"...the brutalist 3-4-3 was a particular response to the strengths of the available players and a concentration of talent amongst central defenders and physical strikers..."
We still have that problem, as has been demonstrated in all of the recent AWs selections. We have a small number of competent defenders, and strikers, and no midfield.
Your contention that the 3-4-3 is "not replicable" doesn't really stack up. Ricki's successor will be faced with the same issue Ricki is now.
And in this is an insight into exactly the dilemma Ricki faces: "This is not a job for idealists or ideologues looking to impose a pre-conceived tactical framework, dreams of "combination play" and midfield rotation must be subservient to an element of pragmatism."
So on the one hand I think you've clearly stated the problem faced by the AWs manager.

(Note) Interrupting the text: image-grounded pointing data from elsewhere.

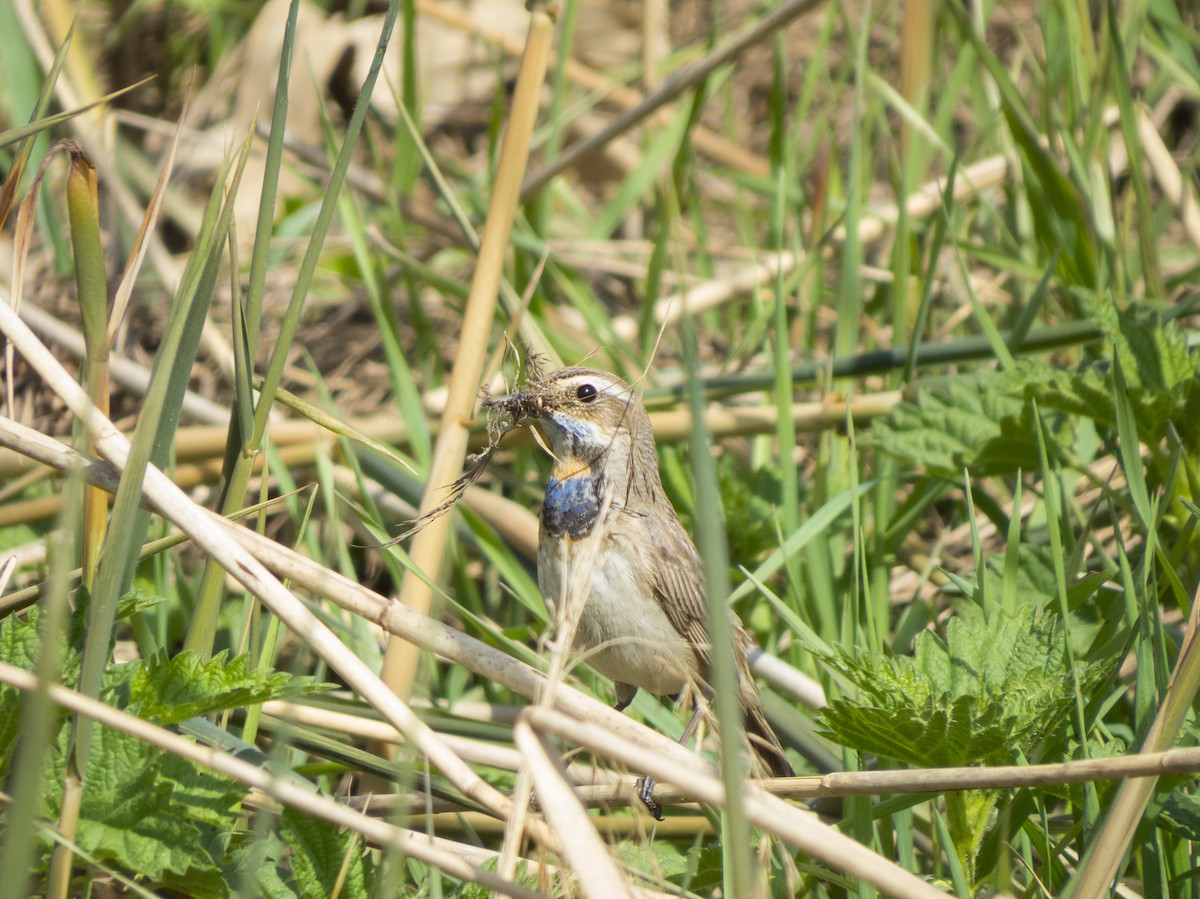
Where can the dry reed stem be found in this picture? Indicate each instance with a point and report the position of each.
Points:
(797, 827)
(381, 833)
(429, 546)
(587, 853)
(208, 531)
(676, 84)
(919, 204)
(706, 141)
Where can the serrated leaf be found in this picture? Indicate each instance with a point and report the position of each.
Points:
(1181, 811)
(981, 424)
(991, 690)
(185, 685)
(318, 855)
(130, 816)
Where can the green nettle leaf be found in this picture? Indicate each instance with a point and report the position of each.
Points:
(1163, 383)
(750, 503)
(1181, 811)
(985, 694)
(319, 853)
(982, 424)
(136, 815)
(185, 685)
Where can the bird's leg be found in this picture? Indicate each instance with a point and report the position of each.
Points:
(646, 785)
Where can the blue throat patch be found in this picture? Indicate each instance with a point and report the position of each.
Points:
(571, 505)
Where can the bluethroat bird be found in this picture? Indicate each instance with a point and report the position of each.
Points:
(612, 544)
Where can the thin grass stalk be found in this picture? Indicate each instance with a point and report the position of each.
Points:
(737, 852)
(91, 286)
(229, 551)
(202, 633)
(379, 833)
(676, 84)
(37, 720)
(586, 852)
(430, 544)
(11, 186)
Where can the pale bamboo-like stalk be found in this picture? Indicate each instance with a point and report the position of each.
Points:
(582, 845)
(653, 753)
(708, 142)
(429, 545)
(208, 531)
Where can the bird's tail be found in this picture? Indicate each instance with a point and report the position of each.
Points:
(766, 744)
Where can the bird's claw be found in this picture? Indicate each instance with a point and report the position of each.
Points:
(646, 793)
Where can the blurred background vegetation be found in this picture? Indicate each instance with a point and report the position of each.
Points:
(929, 271)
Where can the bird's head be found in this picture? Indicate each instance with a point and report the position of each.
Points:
(582, 414)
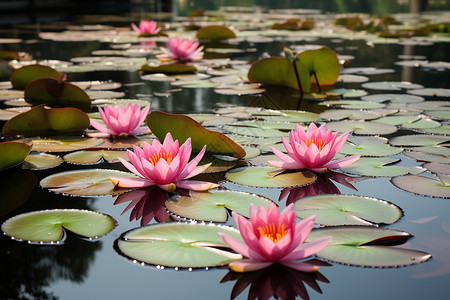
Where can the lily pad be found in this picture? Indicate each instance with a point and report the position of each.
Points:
(24, 75)
(424, 185)
(333, 210)
(47, 226)
(56, 93)
(179, 245)
(88, 182)
(13, 153)
(380, 167)
(259, 177)
(41, 121)
(182, 127)
(366, 246)
(95, 156)
(41, 161)
(362, 128)
(213, 205)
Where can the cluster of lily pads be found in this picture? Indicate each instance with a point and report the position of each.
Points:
(48, 122)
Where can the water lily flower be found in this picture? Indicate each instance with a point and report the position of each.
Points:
(165, 165)
(313, 150)
(146, 28)
(121, 120)
(180, 49)
(273, 237)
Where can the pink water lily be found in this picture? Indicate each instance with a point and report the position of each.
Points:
(165, 165)
(273, 237)
(121, 120)
(313, 150)
(146, 28)
(180, 49)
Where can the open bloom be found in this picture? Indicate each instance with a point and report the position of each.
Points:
(121, 120)
(146, 27)
(180, 49)
(271, 237)
(313, 150)
(165, 165)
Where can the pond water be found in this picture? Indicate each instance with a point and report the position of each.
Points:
(82, 269)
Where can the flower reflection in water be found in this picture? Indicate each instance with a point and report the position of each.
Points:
(147, 203)
(276, 281)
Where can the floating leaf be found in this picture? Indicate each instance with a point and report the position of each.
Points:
(182, 127)
(213, 205)
(24, 75)
(363, 246)
(259, 177)
(370, 149)
(41, 161)
(89, 182)
(47, 226)
(56, 93)
(380, 166)
(361, 127)
(333, 210)
(179, 245)
(41, 121)
(424, 185)
(13, 153)
(215, 32)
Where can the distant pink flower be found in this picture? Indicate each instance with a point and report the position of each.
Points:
(165, 165)
(180, 49)
(121, 120)
(273, 237)
(146, 28)
(313, 150)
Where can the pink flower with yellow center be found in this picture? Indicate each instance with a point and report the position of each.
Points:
(165, 165)
(273, 237)
(121, 120)
(146, 28)
(313, 150)
(180, 49)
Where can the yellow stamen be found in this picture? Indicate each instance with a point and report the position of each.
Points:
(157, 156)
(319, 143)
(273, 231)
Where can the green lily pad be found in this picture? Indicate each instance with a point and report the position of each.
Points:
(88, 182)
(322, 62)
(380, 167)
(47, 226)
(95, 156)
(259, 177)
(215, 32)
(213, 205)
(366, 246)
(182, 127)
(57, 93)
(41, 121)
(178, 245)
(362, 128)
(279, 71)
(370, 149)
(13, 153)
(41, 161)
(169, 69)
(26, 74)
(424, 185)
(333, 210)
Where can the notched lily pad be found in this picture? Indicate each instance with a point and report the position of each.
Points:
(178, 245)
(367, 247)
(48, 226)
(213, 205)
(260, 177)
(333, 210)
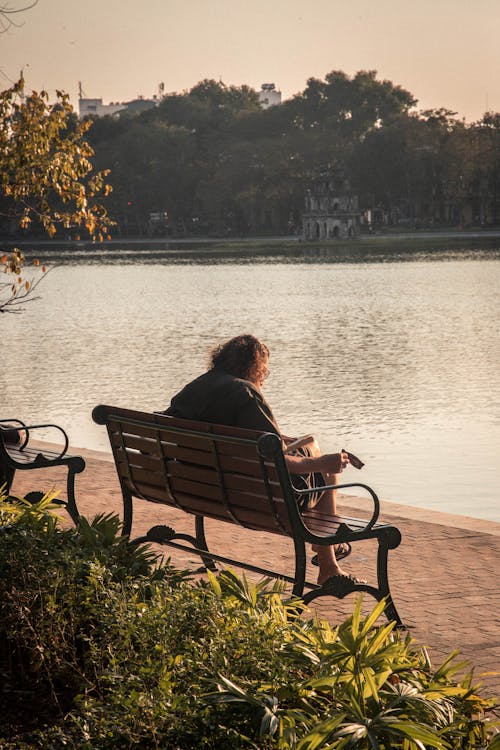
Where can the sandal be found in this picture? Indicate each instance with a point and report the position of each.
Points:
(340, 554)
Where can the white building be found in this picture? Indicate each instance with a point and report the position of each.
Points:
(97, 108)
(269, 96)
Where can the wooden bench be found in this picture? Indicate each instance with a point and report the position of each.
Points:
(240, 477)
(16, 454)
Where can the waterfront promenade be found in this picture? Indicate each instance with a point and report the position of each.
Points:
(444, 576)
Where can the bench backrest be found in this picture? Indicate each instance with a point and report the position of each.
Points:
(221, 472)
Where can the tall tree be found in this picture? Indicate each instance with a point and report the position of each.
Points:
(46, 177)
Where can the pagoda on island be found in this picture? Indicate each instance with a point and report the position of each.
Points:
(331, 210)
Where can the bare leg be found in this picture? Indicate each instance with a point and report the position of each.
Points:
(328, 565)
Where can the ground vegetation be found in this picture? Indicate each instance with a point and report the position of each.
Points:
(102, 646)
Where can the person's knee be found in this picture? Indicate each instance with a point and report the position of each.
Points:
(314, 448)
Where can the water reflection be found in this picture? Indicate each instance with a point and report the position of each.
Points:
(397, 362)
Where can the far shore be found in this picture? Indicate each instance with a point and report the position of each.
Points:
(378, 241)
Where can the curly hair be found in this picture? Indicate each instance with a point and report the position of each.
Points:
(238, 356)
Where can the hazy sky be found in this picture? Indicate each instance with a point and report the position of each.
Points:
(445, 52)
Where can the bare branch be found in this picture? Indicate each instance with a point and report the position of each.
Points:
(6, 13)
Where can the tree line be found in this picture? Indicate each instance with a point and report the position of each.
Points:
(211, 161)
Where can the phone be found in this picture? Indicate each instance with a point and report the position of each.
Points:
(354, 460)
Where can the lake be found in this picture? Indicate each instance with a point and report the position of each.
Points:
(393, 357)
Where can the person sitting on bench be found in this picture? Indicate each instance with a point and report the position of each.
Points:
(230, 393)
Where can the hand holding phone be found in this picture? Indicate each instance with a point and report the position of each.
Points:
(354, 460)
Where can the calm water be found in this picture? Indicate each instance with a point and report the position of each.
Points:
(396, 360)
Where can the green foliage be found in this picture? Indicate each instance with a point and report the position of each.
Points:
(121, 651)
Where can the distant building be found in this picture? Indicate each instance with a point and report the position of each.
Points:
(96, 108)
(331, 210)
(269, 96)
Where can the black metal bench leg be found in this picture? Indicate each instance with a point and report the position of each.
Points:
(201, 543)
(300, 567)
(71, 506)
(383, 583)
(127, 512)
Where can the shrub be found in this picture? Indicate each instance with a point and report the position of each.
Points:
(117, 650)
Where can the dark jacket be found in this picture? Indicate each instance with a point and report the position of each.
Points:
(219, 398)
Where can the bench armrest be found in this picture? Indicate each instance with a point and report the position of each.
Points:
(13, 426)
(28, 428)
(376, 502)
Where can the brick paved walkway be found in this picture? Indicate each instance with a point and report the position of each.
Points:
(444, 577)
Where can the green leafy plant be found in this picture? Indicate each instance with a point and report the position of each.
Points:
(119, 650)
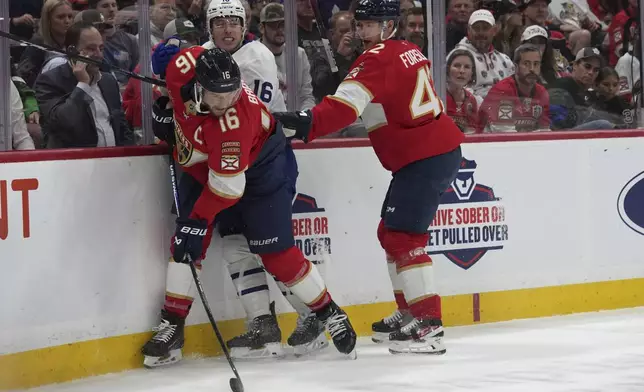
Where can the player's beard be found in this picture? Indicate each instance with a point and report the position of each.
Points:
(417, 38)
(481, 43)
(529, 79)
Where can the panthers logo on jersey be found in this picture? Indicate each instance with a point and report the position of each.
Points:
(184, 147)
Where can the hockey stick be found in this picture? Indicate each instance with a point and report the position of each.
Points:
(236, 384)
(76, 56)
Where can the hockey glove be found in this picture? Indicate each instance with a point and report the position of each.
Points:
(162, 125)
(162, 55)
(188, 239)
(296, 124)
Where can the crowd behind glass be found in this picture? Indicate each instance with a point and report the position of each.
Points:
(531, 66)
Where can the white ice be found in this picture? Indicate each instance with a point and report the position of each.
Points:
(601, 352)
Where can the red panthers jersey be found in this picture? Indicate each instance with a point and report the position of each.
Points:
(391, 87)
(215, 150)
(504, 109)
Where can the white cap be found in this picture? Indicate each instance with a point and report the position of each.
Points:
(534, 31)
(482, 16)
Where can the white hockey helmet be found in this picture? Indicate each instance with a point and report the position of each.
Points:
(224, 8)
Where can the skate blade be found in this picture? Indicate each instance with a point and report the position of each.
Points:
(270, 350)
(380, 337)
(319, 344)
(173, 356)
(428, 347)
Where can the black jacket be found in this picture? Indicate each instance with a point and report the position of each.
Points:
(66, 115)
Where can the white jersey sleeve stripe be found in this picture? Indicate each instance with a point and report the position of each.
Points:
(354, 94)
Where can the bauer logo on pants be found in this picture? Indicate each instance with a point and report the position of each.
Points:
(630, 203)
(469, 222)
(311, 229)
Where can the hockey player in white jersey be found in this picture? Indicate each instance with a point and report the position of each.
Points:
(226, 22)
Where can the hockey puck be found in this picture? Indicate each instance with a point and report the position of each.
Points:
(236, 385)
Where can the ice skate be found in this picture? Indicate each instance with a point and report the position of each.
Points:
(308, 336)
(339, 327)
(263, 339)
(421, 336)
(164, 348)
(388, 325)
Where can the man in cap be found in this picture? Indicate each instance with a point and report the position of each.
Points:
(271, 26)
(491, 65)
(571, 99)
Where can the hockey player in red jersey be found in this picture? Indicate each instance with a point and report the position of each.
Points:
(390, 86)
(233, 156)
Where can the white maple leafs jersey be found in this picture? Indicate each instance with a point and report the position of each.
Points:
(259, 71)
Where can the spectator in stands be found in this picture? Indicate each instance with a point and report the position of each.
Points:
(510, 24)
(78, 5)
(24, 15)
(272, 30)
(188, 33)
(622, 28)
(605, 10)
(21, 139)
(412, 27)
(88, 16)
(615, 108)
(81, 106)
(461, 104)
(249, 36)
(535, 12)
(579, 29)
(256, 7)
(346, 46)
(56, 18)
(629, 71)
(126, 19)
(311, 39)
(552, 68)
(161, 13)
(517, 103)
(458, 14)
(491, 65)
(121, 48)
(572, 103)
(30, 107)
(194, 11)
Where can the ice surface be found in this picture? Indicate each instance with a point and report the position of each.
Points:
(601, 351)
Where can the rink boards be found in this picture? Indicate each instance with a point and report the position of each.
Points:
(529, 229)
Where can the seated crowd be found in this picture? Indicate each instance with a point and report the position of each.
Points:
(511, 67)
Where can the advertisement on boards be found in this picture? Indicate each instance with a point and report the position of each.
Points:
(311, 228)
(470, 221)
(630, 203)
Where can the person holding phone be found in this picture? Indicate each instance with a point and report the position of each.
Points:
(80, 105)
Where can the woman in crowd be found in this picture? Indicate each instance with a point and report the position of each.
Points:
(553, 66)
(509, 36)
(461, 104)
(613, 107)
(56, 17)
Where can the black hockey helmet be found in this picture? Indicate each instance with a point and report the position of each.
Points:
(217, 71)
(378, 10)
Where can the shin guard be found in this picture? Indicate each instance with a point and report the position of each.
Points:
(299, 275)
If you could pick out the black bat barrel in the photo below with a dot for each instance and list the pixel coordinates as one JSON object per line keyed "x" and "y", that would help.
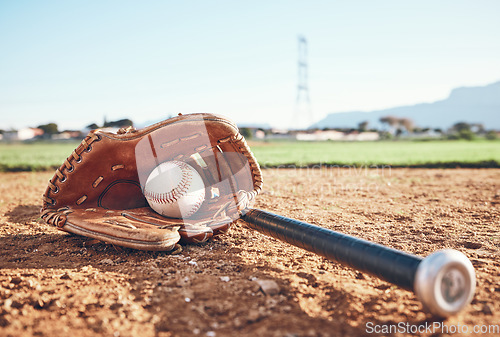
{"x": 388, "y": 264}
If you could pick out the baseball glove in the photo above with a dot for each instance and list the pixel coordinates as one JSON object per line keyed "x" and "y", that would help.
{"x": 98, "y": 190}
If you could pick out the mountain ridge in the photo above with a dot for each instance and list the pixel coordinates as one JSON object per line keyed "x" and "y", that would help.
{"x": 479, "y": 104}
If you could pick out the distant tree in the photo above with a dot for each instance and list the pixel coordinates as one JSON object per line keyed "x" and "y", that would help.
{"x": 461, "y": 130}
{"x": 398, "y": 125}
{"x": 246, "y": 132}
{"x": 363, "y": 126}
{"x": 407, "y": 124}
{"x": 49, "y": 129}
{"x": 92, "y": 126}
{"x": 491, "y": 135}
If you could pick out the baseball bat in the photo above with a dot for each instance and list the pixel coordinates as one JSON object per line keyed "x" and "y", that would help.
{"x": 444, "y": 281}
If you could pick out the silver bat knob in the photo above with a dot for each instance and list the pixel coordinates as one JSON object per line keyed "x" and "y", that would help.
{"x": 445, "y": 282}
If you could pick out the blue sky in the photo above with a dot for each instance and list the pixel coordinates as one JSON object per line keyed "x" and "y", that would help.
{"x": 74, "y": 62}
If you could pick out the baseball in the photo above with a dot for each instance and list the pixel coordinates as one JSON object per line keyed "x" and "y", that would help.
{"x": 174, "y": 189}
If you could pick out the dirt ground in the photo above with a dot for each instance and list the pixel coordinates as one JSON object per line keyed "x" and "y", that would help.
{"x": 247, "y": 284}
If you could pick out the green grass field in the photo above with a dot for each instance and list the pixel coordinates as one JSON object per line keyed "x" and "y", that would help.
{"x": 479, "y": 153}
{"x": 395, "y": 153}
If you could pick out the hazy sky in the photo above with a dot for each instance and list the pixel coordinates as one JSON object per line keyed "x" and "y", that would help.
{"x": 74, "y": 62}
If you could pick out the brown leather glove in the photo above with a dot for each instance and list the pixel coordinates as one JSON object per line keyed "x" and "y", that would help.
{"x": 98, "y": 190}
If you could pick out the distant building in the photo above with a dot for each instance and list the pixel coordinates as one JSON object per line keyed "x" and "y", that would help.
{"x": 22, "y": 134}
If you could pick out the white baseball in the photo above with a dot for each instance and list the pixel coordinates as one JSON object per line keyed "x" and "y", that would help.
{"x": 174, "y": 189}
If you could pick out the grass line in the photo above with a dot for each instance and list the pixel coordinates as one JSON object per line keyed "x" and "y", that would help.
{"x": 430, "y": 154}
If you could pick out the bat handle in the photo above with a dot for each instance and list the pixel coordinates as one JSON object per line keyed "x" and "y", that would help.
{"x": 445, "y": 282}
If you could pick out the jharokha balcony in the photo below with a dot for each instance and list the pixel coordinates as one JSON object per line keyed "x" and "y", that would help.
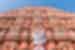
{"x": 19, "y": 28}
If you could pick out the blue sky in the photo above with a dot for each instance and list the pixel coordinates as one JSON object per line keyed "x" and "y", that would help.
{"x": 66, "y": 5}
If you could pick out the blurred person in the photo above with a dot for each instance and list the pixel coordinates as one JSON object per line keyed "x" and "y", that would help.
{"x": 23, "y": 46}
{"x": 38, "y": 35}
{"x": 31, "y": 45}
{"x": 11, "y": 35}
{"x": 59, "y": 33}
{"x": 2, "y": 33}
{"x": 51, "y": 45}
{"x": 49, "y": 34}
{"x": 29, "y": 11}
{"x": 45, "y": 23}
{"x": 71, "y": 34}
{"x": 9, "y": 45}
{"x": 43, "y": 12}
{"x": 24, "y": 35}
{"x": 27, "y": 23}
{"x": 39, "y": 47}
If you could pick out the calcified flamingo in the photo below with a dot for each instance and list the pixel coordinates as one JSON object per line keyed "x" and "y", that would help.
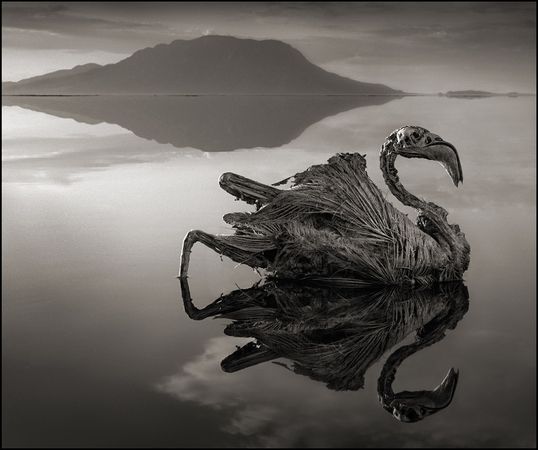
{"x": 335, "y": 223}
{"x": 334, "y": 334}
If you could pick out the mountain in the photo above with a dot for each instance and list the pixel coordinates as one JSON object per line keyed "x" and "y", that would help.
{"x": 205, "y": 65}
{"x": 208, "y": 123}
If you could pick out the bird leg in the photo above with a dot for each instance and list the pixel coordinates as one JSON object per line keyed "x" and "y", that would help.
{"x": 242, "y": 249}
{"x": 235, "y": 301}
{"x": 250, "y": 191}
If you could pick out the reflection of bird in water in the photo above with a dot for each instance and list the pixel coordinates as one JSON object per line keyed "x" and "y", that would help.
{"x": 336, "y": 223}
{"x": 334, "y": 334}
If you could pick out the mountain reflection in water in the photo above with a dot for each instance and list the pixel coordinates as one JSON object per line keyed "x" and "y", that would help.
{"x": 208, "y": 123}
{"x": 333, "y": 333}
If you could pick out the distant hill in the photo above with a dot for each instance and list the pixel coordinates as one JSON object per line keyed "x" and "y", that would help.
{"x": 206, "y": 65}
{"x": 473, "y": 93}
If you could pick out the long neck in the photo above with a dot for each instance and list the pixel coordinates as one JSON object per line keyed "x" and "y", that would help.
{"x": 447, "y": 236}
{"x": 390, "y": 174}
{"x": 388, "y": 373}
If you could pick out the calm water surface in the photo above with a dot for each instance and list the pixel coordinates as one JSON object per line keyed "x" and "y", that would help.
{"x": 97, "y": 349}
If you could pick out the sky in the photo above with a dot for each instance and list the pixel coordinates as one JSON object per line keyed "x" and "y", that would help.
{"x": 417, "y": 47}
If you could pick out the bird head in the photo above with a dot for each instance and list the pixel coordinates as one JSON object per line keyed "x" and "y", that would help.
{"x": 417, "y": 142}
{"x": 414, "y": 406}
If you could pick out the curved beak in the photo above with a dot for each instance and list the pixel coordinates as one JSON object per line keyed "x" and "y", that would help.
{"x": 447, "y": 155}
{"x": 248, "y": 355}
{"x": 413, "y": 406}
{"x": 441, "y": 151}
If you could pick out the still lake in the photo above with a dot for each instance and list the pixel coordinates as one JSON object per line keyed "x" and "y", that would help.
{"x": 97, "y": 195}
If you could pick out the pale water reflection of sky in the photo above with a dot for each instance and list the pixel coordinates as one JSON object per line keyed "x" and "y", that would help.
{"x": 93, "y": 219}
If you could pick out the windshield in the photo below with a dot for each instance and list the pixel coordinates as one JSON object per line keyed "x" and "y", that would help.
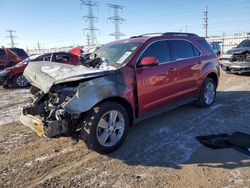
{"x": 112, "y": 55}
{"x": 244, "y": 44}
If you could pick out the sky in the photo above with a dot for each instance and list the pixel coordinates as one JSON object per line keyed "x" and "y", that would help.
{"x": 59, "y": 23}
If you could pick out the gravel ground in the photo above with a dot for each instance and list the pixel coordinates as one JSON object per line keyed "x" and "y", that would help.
{"x": 159, "y": 152}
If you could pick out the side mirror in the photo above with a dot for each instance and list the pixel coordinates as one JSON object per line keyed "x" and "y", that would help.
{"x": 149, "y": 61}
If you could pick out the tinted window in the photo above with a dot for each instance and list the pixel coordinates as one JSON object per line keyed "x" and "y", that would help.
{"x": 160, "y": 50}
{"x": 184, "y": 49}
{"x": 2, "y": 53}
{"x": 204, "y": 43}
{"x": 45, "y": 57}
{"x": 244, "y": 44}
{"x": 19, "y": 52}
{"x": 61, "y": 57}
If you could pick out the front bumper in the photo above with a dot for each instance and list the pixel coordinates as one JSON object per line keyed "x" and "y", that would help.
{"x": 34, "y": 123}
{"x": 235, "y": 67}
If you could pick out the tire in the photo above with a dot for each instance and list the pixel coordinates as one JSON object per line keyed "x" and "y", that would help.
{"x": 20, "y": 81}
{"x": 207, "y": 94}
{"x": 102, "y": 134}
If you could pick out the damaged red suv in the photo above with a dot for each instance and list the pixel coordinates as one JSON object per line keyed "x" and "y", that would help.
{"x": 122, "y": 82}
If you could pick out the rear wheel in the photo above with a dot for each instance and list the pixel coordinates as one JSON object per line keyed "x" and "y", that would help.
{"x": 20, "y": 81}
{"x": 207, "y": 94}
{"x": 105, "y": 127}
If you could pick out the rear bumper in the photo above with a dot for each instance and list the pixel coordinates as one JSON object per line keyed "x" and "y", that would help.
{"x": 235, "y": 67}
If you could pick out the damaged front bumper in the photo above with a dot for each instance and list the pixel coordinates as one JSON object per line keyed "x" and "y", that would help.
{"x": 34, "y": 123}
{"x": 236, "y": 66}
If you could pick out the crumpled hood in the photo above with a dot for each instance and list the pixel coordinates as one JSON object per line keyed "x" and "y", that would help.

But in the next breath you've said we need something more (it's not clear what). You talk of how we "must dominate" the Islands, the "humiliation" in Dunedin and the "Honiara debacle".
I get the impression that you expect us to be the Bayern Munich of the South Pacific despite the limitations you've identified earlier.
We must "overcome the tyranny of low expectations" and in the next "we know our place in the football world".
I am confused.
On one point I think you are completely aligned with the views of NZF though. The coach of the AWs should take the Olympic team.
My roughy? Ricki won't retire when we fail to qualify. If the Board of NZF is still the same, it will put his vast experience to use coaching the Olympic team for Rio while his disciple Neil Emblem takes on the AWs rebuild.